I don't believe introducing a global $content_type
is necessary because we can look at the Content-Type
header that WordPress has sent. For example:
<?php function od_is_response_html_content_type(): bool { $is_html_content_type = false; $headers_list = array_merge( array( 'Content-Type: ' . ini_get( 'default_mimetype' ) ), headers_list() ); foreach ( $headers_list as $header ) { $header_parts = preg_split( '/\s*[:;]\s*/', strtolower( $header ) ); if ( is_array( $header_parts ) && count( $header_parts ) >= 2 && 'content-type' === $header_parts[0] ) { $is_html_content_type = in_array( $header_parts[1], array( 'text/html', 'application/xhtml+xml' ), true ); } } return $is_html_content_type; }
In an output buffer, this can be paired with checking for the first non-whitespace character being <
:
<?php // If the content-type is not HTML or the output does not start with '<', then abort since the buffer is definitely not HTML. if ( ! od_is_response_html_content_type() || ! str_starts_with( ltrim( $buffer ), '<' ) ) { return $buffer; }
For HTML processing I think it’s likely more important to avoid exposing the raw HTML. Some plugins will want this, that’s fine. But Core can likely do a much better job designing and HTML-semantic output buffering pipeline. That is, perhaps Core exposes things like “when reaching
IMG
tags let me modify its attributes”. I think this is a reasonable place to add a class as the filter so that we can rely on native methods for dispatching the potential extension points — something akin to Python’sHtmlParser
class instead of exposing numerous specific filters that take separate functions.
I'd love to see more of what you have in mind here. I know you've advised against passing around instances of WP_HTML_Processor
/WP_HTML_Tag_Processor
as callbacks for functions, so I understand you're wanting a higher level abstraction that extensions interface with. A couple of the use cases I have are for optimizing PICTURE tags or Embed blocks both which require walking over the children. I have a list of other such optimizations built with the HTML Tag Processor.
If you get curious, you can subclass the HTML API for more direct control over the kinds of operations you are doing with regexes. The API offers a hierarchy of opt-in risk based on your tolerance for parsing issues and exploits and can do way more than it appears; because safety and reliability were the highest design priorities.

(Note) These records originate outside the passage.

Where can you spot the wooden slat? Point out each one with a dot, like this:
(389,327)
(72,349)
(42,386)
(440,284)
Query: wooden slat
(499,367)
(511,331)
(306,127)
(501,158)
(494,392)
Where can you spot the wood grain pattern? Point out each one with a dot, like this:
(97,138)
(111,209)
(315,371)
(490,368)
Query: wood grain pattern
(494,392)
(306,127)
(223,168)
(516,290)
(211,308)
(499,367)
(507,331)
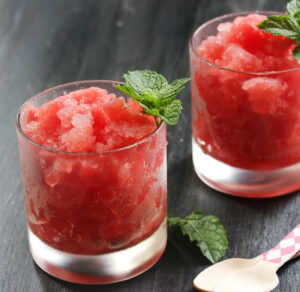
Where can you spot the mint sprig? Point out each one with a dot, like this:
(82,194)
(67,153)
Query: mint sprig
(154,94)
(286,25)
(206,231)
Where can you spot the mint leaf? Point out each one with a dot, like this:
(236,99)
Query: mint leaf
(206,231)
(153,93)
(292,7)
(286,25)
(296,53)
(281,25)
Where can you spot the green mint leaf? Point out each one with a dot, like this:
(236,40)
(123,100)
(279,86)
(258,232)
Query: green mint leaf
(206,231)
(281,25)
(286,25)
(153,93)
(126,89)
(170,114)
(292,7)
(144,81)
(168,92)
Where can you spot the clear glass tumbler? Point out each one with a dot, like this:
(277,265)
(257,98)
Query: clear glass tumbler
(246,135)
(94,217)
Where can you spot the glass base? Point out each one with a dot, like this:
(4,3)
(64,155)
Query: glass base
(99,269)
(242,182)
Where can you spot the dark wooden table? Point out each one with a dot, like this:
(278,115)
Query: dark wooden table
(45,43)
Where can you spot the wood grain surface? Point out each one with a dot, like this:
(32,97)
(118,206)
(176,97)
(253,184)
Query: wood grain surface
(45,43)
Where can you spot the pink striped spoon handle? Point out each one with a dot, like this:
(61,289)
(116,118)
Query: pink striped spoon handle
(286,249)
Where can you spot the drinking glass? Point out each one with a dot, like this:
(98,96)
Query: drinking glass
(246,126)
(94,217)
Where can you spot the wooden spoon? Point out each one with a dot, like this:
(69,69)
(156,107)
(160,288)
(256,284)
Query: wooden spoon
(223,272)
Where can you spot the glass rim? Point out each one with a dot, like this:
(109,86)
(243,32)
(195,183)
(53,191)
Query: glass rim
(224,16)
(20,130)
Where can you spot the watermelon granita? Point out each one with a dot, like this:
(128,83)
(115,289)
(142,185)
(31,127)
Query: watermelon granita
(94,170)
(245,95)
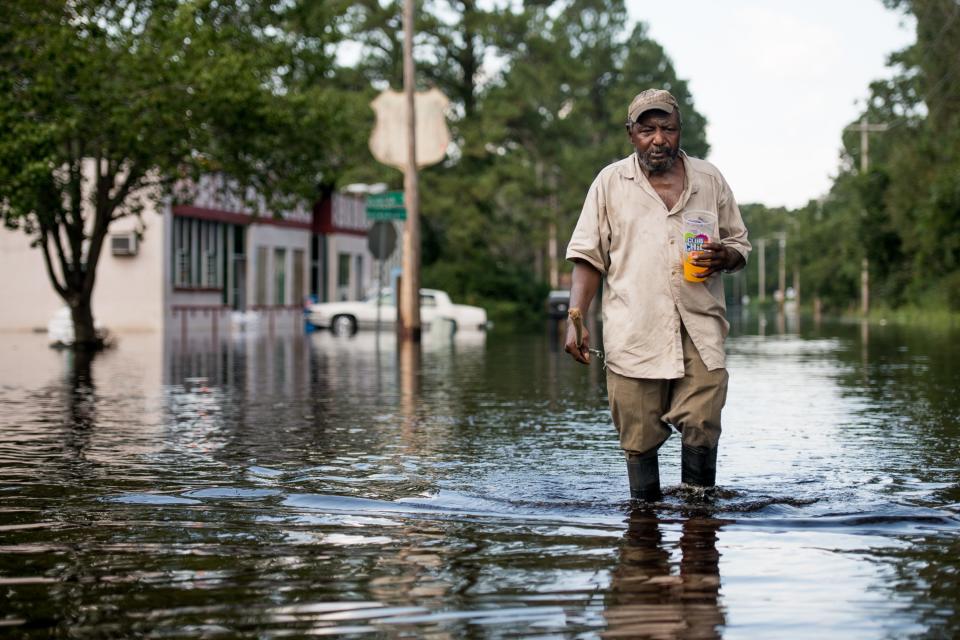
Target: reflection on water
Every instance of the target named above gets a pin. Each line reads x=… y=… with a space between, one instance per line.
x=293 y=485
x=649 y=597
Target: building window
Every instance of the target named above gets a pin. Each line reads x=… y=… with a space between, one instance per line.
x=261 y=277
x=359 y=278
x=199 y=250
x=297 y=276
x=280 y=277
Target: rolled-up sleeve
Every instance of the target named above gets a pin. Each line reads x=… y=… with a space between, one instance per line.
x=590 y=241
x=733 y=233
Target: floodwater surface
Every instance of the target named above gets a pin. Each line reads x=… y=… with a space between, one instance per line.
x=314 y=485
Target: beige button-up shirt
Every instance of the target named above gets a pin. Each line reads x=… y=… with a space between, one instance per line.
x=626 y=232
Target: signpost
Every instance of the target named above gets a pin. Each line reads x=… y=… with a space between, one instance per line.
x=411 y=132
x=382 y=237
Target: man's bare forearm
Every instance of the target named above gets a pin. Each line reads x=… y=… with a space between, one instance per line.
x=586 y=281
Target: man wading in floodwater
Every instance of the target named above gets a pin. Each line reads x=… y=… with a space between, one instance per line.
x=662 y=334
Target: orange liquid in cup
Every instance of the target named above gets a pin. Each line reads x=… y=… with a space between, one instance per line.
x=691 y=272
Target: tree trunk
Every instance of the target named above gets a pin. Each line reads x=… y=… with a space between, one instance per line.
x=84 y=334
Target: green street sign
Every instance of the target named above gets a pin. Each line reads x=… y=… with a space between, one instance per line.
x=386 y=206
x=386 y=214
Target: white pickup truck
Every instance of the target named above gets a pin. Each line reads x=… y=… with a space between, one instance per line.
x=345 y=318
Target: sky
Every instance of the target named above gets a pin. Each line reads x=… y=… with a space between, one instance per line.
x=778 y=80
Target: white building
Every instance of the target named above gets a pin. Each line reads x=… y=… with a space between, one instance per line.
x=193 y=266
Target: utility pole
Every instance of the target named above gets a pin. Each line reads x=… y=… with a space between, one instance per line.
x=865 y=128
x=782 y=268
x=762 y=268
x=409 y=329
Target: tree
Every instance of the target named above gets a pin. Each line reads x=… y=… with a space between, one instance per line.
x=106 y=102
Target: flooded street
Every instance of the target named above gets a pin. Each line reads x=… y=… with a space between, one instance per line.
x=316 y=485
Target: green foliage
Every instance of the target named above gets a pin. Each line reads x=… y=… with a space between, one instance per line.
x=539 y=95
x=903 y=213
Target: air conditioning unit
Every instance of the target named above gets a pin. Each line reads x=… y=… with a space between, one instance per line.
x=123 y=244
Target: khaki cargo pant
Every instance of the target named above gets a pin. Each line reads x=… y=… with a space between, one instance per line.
x=643 y=409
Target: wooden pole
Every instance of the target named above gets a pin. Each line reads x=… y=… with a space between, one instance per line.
x=865 y=128
x=409 y=307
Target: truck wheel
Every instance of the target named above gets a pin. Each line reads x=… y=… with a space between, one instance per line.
x=343 y=325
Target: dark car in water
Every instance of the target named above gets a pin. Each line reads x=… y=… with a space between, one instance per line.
x=558 y=302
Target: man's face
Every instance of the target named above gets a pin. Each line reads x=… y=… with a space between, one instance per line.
x=656 y=137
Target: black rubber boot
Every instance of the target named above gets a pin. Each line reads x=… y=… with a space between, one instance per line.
x=698 y=466
x=643 y=471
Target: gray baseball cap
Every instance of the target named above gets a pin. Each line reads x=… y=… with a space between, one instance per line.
x=648 y=99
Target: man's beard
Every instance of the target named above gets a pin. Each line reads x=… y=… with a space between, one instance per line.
x=662 y=164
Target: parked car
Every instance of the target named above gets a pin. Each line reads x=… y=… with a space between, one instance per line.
x=558 y=302
x=345 y=318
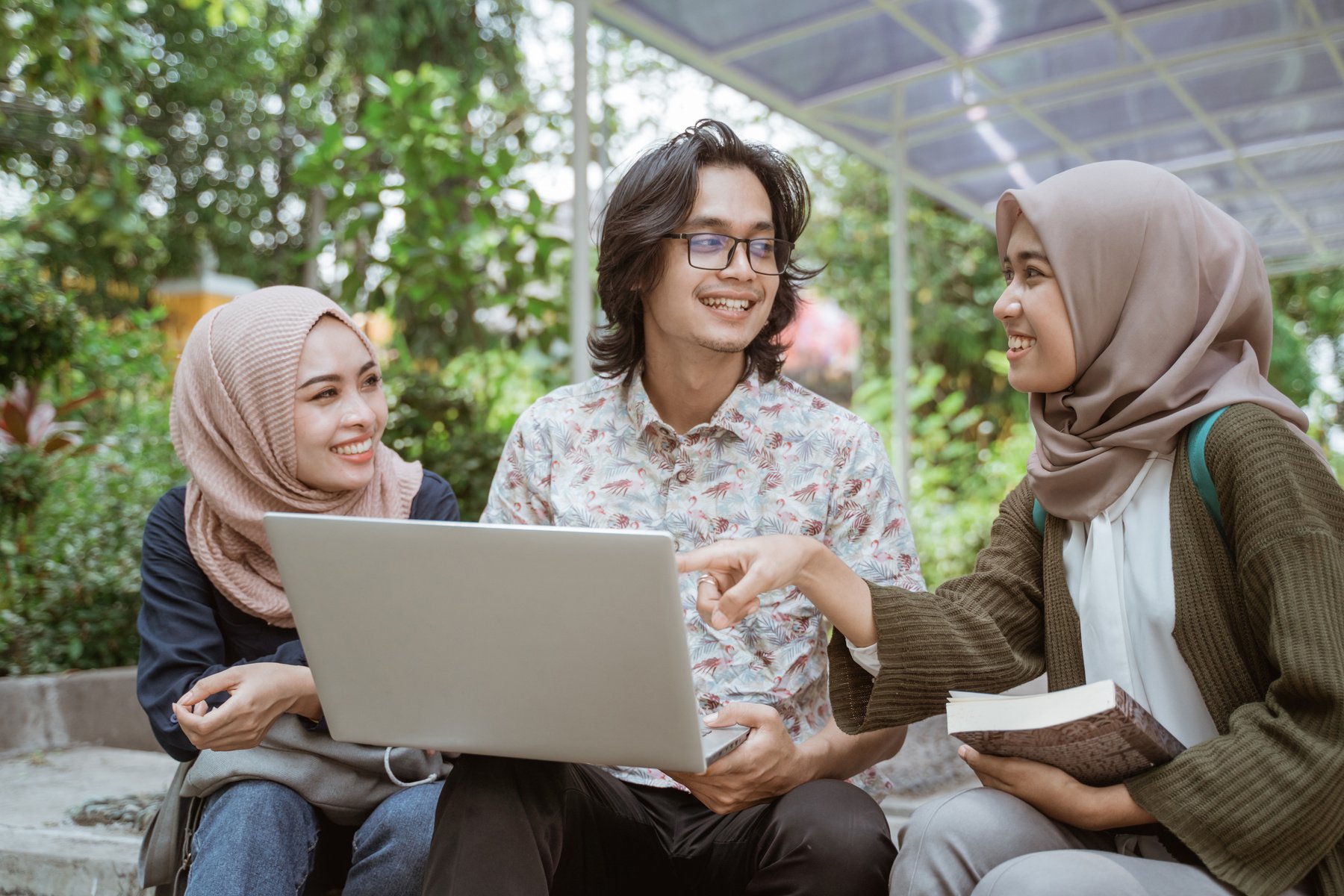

Being able to subclass WP_HTML_Processor
would seem to conflict with using a single instance for processing the output buffer. Sure we could introduce a filter like wp_rest_server_class
for allowing plugins to introduce their own subclass for the output buffer processing, but then if multiple plugins want to each use their own subclass then they're out of luck since only one can win.
#38
@
2 months ago
I've updated the drafted PR to look at the content type for the response, and if it is HTML, then it applies a wp_output_buffer_html
filter. (Currently, if the output is not HTML then no filter applies.) By having a dedicated filter just for the HTML response we avoid situations where a template, for example, returns a non-HTML content type (such as in the case of serving robots.txt or feeds), and then a filter corrupts the response assuming it is HTML.
I also added an wp_final_output_buffer
action which is passed the final output buffer after filtering, regardless of the content type. This can be used by caching plugins to stash the response for future serving.
That sounds a lot like treating the symptoms not the cause.